Genice Nelson, DNP, APRN, ANP-BC of UConn Health’s New England Sickle Cell Institute (NESCI) has received the Sickle Cell Disease Association of America (SCDAA) President’s Award.
The SCDAA President’s Award was presented to Nelson for her hard work and immeasurable dedication to the sickle cell community helping to advance the understanding, education and awareness of sickle cell disease nationwide.
Nelson was honored on October 14 during the SCDAA’s 50th Annual Convention “Joining Forces for our Future” held virtually. The annual meeting united the sickle cell community to share the progress that has been made in outreach, treatment, and research while focusing on future developments.
“Our goal is to inform our constituents as well as the public, about the progress and ongoing importance of improving access to quality care. It is through expertise and dynamic leadership, such as yours, that our community will be able to achieve this goal,” shared Regina Hartfield, president and CEO of SCDAA, in her award letter to Nelson.
Nelson is a board-certified nurse practitioner. She rejoined UConn Health in 2019 as the program director for its New England Sickle Cell Institute.
For more than two decades, Nelson has been providing a voice, respect, and high quality care to sickle cell patients.
“I saw that patients with sickle cell really need a voice,” Nelson shared. “I felt like I could be that voice.”
Nelson previously worked at UConn Health from 2012 to 2015. She closely collaborated with leader Dr. Biree Andemariam to build from the ground up the sickle cell clinic and lay the ground work for today’s NESCI. It is home to the first of its kind and only dedicated outpatient center for sickle cell patients in the region.
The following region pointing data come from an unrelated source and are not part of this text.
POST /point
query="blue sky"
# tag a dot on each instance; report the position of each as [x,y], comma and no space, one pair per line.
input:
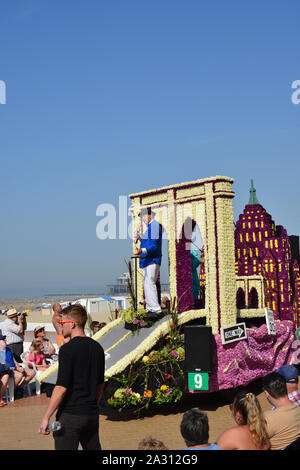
[110,98]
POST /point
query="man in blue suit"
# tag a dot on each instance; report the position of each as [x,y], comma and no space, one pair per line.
[150,261]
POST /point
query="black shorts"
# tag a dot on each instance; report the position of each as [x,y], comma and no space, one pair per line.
[77,429]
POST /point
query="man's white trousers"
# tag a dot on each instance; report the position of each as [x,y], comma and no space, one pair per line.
[150,274]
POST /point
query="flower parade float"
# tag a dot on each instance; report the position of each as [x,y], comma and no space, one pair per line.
[145,361]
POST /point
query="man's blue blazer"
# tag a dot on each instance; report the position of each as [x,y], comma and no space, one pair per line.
[152,240]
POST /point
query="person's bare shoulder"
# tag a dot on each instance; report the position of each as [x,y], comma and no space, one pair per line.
[227,440]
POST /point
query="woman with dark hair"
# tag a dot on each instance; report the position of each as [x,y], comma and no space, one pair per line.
[251,430]
[194,429]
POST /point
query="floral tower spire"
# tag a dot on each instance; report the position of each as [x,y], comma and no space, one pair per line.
[253,199]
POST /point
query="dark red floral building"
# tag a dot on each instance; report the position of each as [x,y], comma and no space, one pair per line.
[263,248]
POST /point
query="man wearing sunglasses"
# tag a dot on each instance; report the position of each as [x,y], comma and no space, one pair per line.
[79,386]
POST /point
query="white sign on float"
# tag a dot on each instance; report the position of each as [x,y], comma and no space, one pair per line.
[270,321]
[233,333]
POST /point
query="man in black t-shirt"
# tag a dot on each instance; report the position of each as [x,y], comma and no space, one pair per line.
[79,386]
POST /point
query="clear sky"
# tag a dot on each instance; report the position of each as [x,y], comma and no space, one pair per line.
[108,98]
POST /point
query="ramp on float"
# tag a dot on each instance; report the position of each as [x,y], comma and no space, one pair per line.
[121,346]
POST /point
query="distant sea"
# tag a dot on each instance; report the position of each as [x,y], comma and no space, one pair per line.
[11,294]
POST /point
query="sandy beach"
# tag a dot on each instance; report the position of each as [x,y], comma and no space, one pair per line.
[20,421]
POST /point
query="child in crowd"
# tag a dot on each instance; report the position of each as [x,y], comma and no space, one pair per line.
[36,356]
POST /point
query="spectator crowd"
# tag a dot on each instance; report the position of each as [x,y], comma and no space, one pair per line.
[275,429]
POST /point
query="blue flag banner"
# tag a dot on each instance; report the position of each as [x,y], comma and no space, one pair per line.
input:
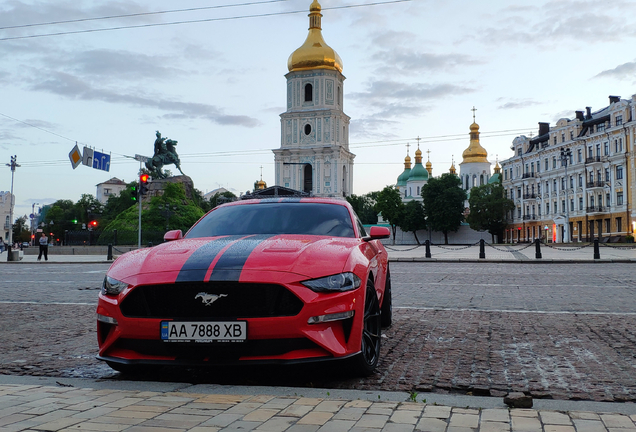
[101,161]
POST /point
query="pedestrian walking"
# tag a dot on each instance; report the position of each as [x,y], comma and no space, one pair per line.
[44,247]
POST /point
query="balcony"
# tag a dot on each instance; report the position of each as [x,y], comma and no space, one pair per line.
[596,209]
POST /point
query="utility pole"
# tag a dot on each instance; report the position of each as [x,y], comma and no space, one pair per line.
[13,166]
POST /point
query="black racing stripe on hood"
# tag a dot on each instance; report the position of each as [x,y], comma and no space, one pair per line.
[197,265]
[230,265]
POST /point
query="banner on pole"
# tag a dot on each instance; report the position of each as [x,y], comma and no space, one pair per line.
[75,156]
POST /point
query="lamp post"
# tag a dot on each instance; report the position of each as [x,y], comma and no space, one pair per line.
[32,225]
[167,210]
[566,154]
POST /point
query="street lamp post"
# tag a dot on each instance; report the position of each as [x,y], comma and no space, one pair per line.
[566,154]
[32,225]
[13,166]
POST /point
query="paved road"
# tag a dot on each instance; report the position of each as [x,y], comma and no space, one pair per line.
[564,331]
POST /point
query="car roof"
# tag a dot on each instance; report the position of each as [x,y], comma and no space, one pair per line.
[319,200]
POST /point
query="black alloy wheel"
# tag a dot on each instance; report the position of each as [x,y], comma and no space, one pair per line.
[365,363]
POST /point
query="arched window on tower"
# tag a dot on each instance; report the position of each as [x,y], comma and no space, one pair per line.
[309,93]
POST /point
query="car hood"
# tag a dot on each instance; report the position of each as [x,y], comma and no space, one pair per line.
[228,257]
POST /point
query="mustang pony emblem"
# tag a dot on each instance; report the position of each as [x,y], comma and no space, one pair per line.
[208,299]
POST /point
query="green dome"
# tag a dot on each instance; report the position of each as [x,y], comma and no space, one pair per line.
[403,178]
[496,178]
[418,173]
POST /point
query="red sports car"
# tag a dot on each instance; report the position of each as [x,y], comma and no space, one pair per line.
[267,281]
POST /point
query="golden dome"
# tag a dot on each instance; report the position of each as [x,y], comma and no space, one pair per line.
[314,53]
[475,152]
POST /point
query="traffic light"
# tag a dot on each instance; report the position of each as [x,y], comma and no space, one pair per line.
[143,184]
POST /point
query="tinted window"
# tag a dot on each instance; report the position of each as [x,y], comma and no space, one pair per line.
[276,218]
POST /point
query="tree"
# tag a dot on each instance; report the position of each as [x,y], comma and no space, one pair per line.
[488,208]
[413,218]
[364,206]
[390,204]
[444,203]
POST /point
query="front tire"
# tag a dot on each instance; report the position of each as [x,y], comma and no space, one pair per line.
[365,363]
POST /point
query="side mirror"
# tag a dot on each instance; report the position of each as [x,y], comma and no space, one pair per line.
[173,235]
[377,233]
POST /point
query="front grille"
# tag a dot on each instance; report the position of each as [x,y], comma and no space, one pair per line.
[236,300]
[215,352]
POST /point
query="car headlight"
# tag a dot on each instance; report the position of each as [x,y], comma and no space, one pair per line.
[112,286]
[334,283]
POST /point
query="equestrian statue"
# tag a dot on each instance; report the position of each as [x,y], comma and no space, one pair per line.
[165,154]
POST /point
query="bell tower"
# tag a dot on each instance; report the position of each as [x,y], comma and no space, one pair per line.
[314,154]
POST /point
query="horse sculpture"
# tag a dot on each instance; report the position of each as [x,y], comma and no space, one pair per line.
[165,154]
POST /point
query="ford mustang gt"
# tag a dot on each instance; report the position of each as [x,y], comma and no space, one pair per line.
[281,280]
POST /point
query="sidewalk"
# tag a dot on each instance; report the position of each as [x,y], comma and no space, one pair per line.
[59,404]
[514,253]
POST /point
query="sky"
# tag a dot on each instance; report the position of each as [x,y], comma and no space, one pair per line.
[211,75]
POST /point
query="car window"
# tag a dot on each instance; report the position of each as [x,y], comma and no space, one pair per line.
[276,218]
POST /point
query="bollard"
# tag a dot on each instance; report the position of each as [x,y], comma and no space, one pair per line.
[597,253]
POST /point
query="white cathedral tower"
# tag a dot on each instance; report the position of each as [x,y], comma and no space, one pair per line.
[314,154]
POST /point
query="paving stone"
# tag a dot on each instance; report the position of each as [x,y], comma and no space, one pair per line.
[316,418]
[523,424]
[589,425]
[492,426]
[554,418]
[261,414]
[372,421]
[337,425]
[495,415]
[277,424]
[464,420]
[405,417]
[617,421]
[441,412]
[558,428]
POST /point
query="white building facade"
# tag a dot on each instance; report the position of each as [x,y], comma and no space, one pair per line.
[314,156]
[572,182]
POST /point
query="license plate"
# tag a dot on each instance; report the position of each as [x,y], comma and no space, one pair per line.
[204,331]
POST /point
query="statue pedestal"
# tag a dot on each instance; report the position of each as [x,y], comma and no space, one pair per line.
[156,187]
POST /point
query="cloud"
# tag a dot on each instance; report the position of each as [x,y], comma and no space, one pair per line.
[116,64]
[70,86]
[412,63]
[569,21]
[383,90]
[626,71]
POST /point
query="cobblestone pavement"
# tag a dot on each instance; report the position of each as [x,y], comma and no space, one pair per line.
[42,408]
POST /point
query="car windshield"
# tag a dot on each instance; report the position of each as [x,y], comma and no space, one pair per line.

The comprehensive Institute opened in August 2016 at UConn John Dempsey Hospital.
NESCI allows for both scheduled outpatient comprehensive care visits as well as same-day urgent care for management of sickle cell disease exacerbations such as severe pain, dehydration and worsening anemia. It has a large patient care area with private acute care suites, exam rooms, and two specialized blood transfusion rooms. Also, conveniently located in the same building is the Emergency Department and the hematology inpatient care unit for any critical care patient needs. The sickle cell program at UConn Health had just 20 sickle cell patients when it first started and now has grown to provide comprehensive and streamlined care all in one location for more than 300 Connecticut sickle cell patients.
Nelson and the NESCI team at UConn Health is also performing ongoing research and clinical trial investigations to find enhanced therapies and a future cure for sickle cell disease.
Just prior to rejoining UConn Health, Nelson spent three years at the University of Texas at Dallas and created a comprehensive infusion care area to serve the city’s 750 sickle cell patients. She also worked previously at Yale. She holds her masters in nursing from Yale School of Nursing and her doctorate of nursing from the School of Nursing at UConn.